I didn’t want this memory of him. I had too many memories that I cherished. This could ruin it all. What had I been thinking?
“I changed my mind. I think this is a bad idea. Thanks for doing it though but I don’t want to go out with a guy I forced to take me.”
Eli’s eyes were on me. They were burning a hole in my back. I could feel him. I bet he spun around the moment the first couple of words tumbled out of my mouth.
“I don’t do things I don’t want to do. And after seeing you in that dress, with your pretty hair in curls, there is no way I am walking away. You wanted this and now, so do I.”
I hadn’t expected that response. My mind had been prepared to see him walk away with a “so long”. This surprised me. He wanted to go out.
“Really?” was the brilliant word that came out of my mouth then. Not “thank you” or something more . . . I don’t know intelligent maybe. I just said “really?”
He chuckled. “Yeah, most definitely.”
Okay. Well then that changed everything. He was here looking like sex on a stick and he wanted me to go out with him. Our one last memory to satisfy me for the rest of my life. I was still pathetic but I was going. I was over feeling sorry for myself. Besides, he thought my curls were pretty.
“Well, okay, um, well, yeah, I guess I’m ready then,” I was rambling like a lunatic. God help me this was just getting worse.
He tilted his head toward the parking lot with a sexy jerk. Very Nate Finlay. He always made the simplest things appear cool. “Come on.”
I stepped outside and I didn’t look back at Eli. I wasn’t ready for that look of his. The one where he wasn’t falling for Nate’s charm. He wasn’t a female. He didn’t understand.

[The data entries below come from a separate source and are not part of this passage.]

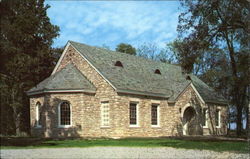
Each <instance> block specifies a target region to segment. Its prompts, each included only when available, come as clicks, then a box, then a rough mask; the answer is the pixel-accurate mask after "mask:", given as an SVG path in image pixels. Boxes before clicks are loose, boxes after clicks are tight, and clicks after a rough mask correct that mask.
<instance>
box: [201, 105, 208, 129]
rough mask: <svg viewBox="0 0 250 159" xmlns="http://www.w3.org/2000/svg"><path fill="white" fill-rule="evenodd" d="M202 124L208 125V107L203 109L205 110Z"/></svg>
mask: <svg viewBox="0 0 250 159" xmlns="http://www.w3.org/2000/svg"><path fill="white" fill-rule="evenodd" d="M202 115H203V117H202V125H203V126H207V125H206V123H207V109H203V112H202Z"/></svg>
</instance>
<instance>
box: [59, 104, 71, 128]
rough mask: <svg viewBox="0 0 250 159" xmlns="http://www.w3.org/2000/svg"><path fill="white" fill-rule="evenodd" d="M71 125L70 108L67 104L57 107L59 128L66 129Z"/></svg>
mask: <svg viewBox="0 0 250 159" xmlns="http://www.w3.org/2000/svg"><path fill="white" fill-rule="evenodd" d="M70 125H71V108H70V104H69V103H68V102H62V103H61V104H60V105H59V126H61V127H67V126H70Z"/></svg>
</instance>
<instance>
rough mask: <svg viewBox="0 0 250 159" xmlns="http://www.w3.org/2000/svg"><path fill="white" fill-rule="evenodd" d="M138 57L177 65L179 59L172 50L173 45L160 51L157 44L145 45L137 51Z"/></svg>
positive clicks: (137, 49) (152, 43)
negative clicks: (139, 56) (175, 57)
mask: <svg viewBox="0 0 250 159" xmlns="http://www.w3.org/2000/svg"><path fill="white" fill-rule="evenodd" d="M136 52H137V53H136V55H137V56H140V57H144V58H147V59H151V60H154V61H160V62H165V63H177V59H176V58H175V55H174V54H173V52H172V50H171V43H168V44H166V47H165V48H162V49H160V48H159V47H158V46H157V45H156V44H155V43H143V44H142V45H140V46H139V47H138V48H137V49H136Z"/></svg>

“I’m glad you wanted this,” Nate said as the door closed.
“You are?”
“Yeah. I am.”
That was enough talk. It eased my tension and once again I was with Nate. The guy I knew. The guy I had loved. The guy whose memory got me through the darkest days of my life. This was right. It always felt right with him.
“Are you and Octavia actually broken up?” I asked needing to know I wasn’t doing something wrong.
“Oh, yeah. That’s done.”
I was grinning. The guy had just broken up with his fiancé the night before and I wasn’t able to hide my pleasure. God help me, I needed classes on how to date. I sucked at it.
Nate Finlay
IF THIS NIGHT could be frozen in time. Nothing before, nothing after. Just this one night be all there was, I could die happy. Because it was as close to perfect as I would ever get. Problem was the reality would come. And with it a truth neither of us was ready for.

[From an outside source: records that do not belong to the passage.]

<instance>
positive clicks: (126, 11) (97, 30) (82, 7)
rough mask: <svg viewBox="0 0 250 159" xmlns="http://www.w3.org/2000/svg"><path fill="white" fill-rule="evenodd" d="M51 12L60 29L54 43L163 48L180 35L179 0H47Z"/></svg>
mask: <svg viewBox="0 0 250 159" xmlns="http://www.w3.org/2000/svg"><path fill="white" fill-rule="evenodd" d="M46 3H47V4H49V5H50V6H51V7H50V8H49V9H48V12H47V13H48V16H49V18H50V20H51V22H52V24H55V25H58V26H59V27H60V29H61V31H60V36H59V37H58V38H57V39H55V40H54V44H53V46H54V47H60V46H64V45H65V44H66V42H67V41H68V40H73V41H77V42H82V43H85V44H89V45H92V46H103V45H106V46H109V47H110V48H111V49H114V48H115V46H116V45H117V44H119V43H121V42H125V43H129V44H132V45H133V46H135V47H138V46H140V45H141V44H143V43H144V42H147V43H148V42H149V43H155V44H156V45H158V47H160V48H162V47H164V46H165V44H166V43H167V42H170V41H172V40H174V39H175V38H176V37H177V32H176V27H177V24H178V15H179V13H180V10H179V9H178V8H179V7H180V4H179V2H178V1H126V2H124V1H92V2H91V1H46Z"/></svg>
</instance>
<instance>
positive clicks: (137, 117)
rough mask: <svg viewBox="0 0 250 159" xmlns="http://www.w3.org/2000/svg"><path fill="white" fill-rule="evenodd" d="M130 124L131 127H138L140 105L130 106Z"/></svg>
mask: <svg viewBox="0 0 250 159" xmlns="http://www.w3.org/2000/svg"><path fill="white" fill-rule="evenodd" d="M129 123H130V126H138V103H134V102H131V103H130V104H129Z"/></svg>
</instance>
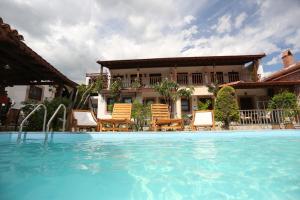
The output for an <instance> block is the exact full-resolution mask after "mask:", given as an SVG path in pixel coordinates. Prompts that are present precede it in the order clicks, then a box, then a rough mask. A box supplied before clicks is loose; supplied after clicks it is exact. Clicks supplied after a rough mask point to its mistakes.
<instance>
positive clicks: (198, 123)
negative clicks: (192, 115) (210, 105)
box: [194, 112, 213, 126]
mask: <svg viewBox="0 0 300 200" xmlns="http://www.w3.org/2000/svg"><path fill="white" fill-rule="evenodd" d="M212 125H213V116H212V113H211V112H196V113H195V120H194V126H212Z"/></svg>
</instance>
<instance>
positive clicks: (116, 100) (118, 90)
mask: <svg viewBox="0 0 300 200" xmlns="http://www.w3.org/2000/svg"><path fill="white" fill-rule="evenodd" d="M122 88H123V84H122V79H121V78H119V77H118V78H117V79H116V80H114V81H113V82H112V83H111V84H110V88H109V92H110V97H111V98H113V99H114V100H115V102H120V100H121V90H122Z"/></svg>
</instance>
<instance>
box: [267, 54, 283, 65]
mask: <svg viewBox="0 0 300 200" xmlns="http://www.w3.org/2000/svg"><path fill="white" fill-rule="evenodd" d="M279 62H280V56H275V57H273V58H272V59H271V60H270V61H268V62H267V63H266V65H275V64H278V63H279Z"/></svg>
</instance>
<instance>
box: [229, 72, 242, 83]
mask: <svg viewBox="0 0 300 200" xmlns="http://www.w3.org/2000/svg"><path fill="white" fill-rule="evenodd" d="M239 80H240V74H239V73H238V72H228V81H229V82H236V81H239Z"/></svg>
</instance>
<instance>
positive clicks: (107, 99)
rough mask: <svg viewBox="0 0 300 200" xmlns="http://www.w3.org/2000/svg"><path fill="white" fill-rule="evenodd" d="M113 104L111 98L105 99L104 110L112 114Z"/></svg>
mask: <svg viewBox="0 0 300 200" xmlns="http://www.w3.org/2000/svg"><path fill="white" fill-rule="evenodd" d="M114 103H115V101H114V99H113V98H107V99H106V110H107V112H112V109H113V106H114Z"/></svg>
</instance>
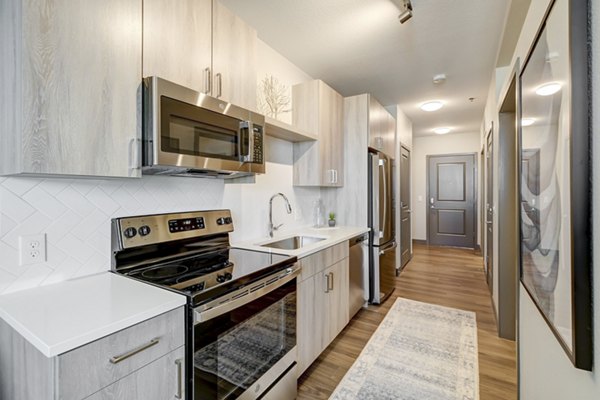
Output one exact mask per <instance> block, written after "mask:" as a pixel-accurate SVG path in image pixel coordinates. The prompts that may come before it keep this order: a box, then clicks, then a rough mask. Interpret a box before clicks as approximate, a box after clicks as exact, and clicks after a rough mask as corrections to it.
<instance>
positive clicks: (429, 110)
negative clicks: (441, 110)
mask: <svg viewBox="0 0 600 400" xmlns="http://www.w3.org/2000/svg"><path fill="white" fill-rule="evenodd" d="M442 107H444V103H442V102H441V101H439V100H433V101H428V102H426V103H423V104H421V106H420V108H421V110H423V111H427V112H432V111H437V110H439V109H440V108H442Z"/></svg>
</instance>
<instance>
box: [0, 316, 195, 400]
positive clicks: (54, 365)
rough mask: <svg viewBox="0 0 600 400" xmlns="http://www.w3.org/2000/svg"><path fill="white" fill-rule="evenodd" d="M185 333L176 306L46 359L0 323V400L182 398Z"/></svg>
mask: <svg viewBox="0 0 600 400" xmlns="http://www.w3.org/2000/svg"><path fill="white" fill-rule="evenodd" d="M184 331H185V330H184V310H183V308H181V307H180V308H177V309H174V310H172V311H169V312H166V313H164V314H161V315H158V316H156V317H154V318H151V319H149V320H146V321H143V322H140V323H138V324H136V325H133V326H131V327H129V328H126V329H123V330H121V331H118V332H115V333H113V334H111V335H109V336H105V337H103V338H100V339H98V340H96V341H93V342H91V343H88V344H85V345H83V346H81V347H78V348H75V349H73V350H71V351H68V352H65V353H63V354H60V355H58V356H55V357H52V358H47V357H45V356H44V355H43V354H42V353H40V352H39V351H38V350H37V349H36V348H35V347H34V346H33V345H32V344H31V343H29V342H28V341H27V340H26V339H25V338H23V337H22V336H21V335H20V334H18V333H17V332H16V331H14V330H13V329H12V328H11V327H10V326H9V325H8V324H6V323H5V322H4V321H2V320H0V338H1V339H0V354H1V355H2V356H1V357H0V371H2V373H0V398H1V399H11V400H82V399H94V400H100V399H107V400H108V399H110V400H132V399H144V400H154V399H156V400H165V399H178V398H183V394H182V391H183V386H184V379H185V378H184V376H183V374H184V373H185V369H184V366H185V362H184V344H185V334H184ZM180 386H181V391H180V390H179V388H180ZM180 393H181V396H180V397H177V396H179V395H180Z"/></svg>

I’d wanted Bliss alone. None of her friends showing up and taking my limited time with her away. Yes, it sounded controlling and jealous but all I had was tonight and I wasn’t willing to share. I knew before it even started that this was it. All I would get.

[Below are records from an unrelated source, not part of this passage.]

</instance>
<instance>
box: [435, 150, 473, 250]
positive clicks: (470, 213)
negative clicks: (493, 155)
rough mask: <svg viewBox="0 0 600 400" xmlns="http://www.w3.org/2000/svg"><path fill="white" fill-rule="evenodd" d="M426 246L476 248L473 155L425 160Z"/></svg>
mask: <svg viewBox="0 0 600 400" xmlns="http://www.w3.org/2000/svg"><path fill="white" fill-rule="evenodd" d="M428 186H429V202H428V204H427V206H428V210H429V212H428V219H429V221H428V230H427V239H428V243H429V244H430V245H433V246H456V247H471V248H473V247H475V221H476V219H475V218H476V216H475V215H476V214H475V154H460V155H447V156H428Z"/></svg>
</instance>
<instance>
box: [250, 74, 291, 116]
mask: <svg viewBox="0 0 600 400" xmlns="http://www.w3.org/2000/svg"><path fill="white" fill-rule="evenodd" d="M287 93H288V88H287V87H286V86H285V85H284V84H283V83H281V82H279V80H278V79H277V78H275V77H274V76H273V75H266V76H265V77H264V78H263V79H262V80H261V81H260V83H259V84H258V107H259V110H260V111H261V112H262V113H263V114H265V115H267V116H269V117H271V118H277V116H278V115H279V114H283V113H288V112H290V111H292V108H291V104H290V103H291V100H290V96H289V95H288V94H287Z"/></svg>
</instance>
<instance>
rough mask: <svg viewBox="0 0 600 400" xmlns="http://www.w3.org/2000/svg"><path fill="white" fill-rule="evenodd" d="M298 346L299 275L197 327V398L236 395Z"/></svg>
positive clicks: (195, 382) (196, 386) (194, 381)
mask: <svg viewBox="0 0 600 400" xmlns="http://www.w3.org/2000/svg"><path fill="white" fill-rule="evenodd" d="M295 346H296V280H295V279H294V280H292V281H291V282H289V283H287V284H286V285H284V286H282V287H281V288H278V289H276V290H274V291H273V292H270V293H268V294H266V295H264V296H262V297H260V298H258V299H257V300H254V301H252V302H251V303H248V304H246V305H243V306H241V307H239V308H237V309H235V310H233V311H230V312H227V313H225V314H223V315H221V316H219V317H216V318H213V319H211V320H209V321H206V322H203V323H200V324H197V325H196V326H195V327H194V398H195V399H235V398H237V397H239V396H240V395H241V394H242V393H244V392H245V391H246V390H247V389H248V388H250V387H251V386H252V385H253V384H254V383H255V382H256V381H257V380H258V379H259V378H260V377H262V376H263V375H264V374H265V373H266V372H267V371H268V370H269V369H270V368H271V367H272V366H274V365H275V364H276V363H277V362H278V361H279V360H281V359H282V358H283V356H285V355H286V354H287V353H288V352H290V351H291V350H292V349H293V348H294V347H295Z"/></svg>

During our private dinner on the rooftop of hotel owned by my Uncle Grant, I did everything I could to make her laugh. Bliss’s laughter was infectious. Hearing her made me smile. The need to laugh and feel free of any darkness threatening to step in and end this was strong but not strong enough. Because I knew the truth I knew the reality. I was just glad she didn’t. At least for now. Tomorrow or the day after she’d know. And with that I’d never see her again.
She was drying the tears brought on by laughter from her eyes and I just watched in awe. I’d never known a girl like Bliss. Everything you saw was exactly what she was. There was nothing there she was hiding or insecure about. She was just herself and she was comfortable in her own skin. What would my life be like if I could spend every day with her? Would it be different? Would I be different?
“Tell me about your first date then. You’ve had enough fun laughing at mine,” she said leaning forward with her smile illuminated in the moonlight. The kind of moment that could last you a lifetime.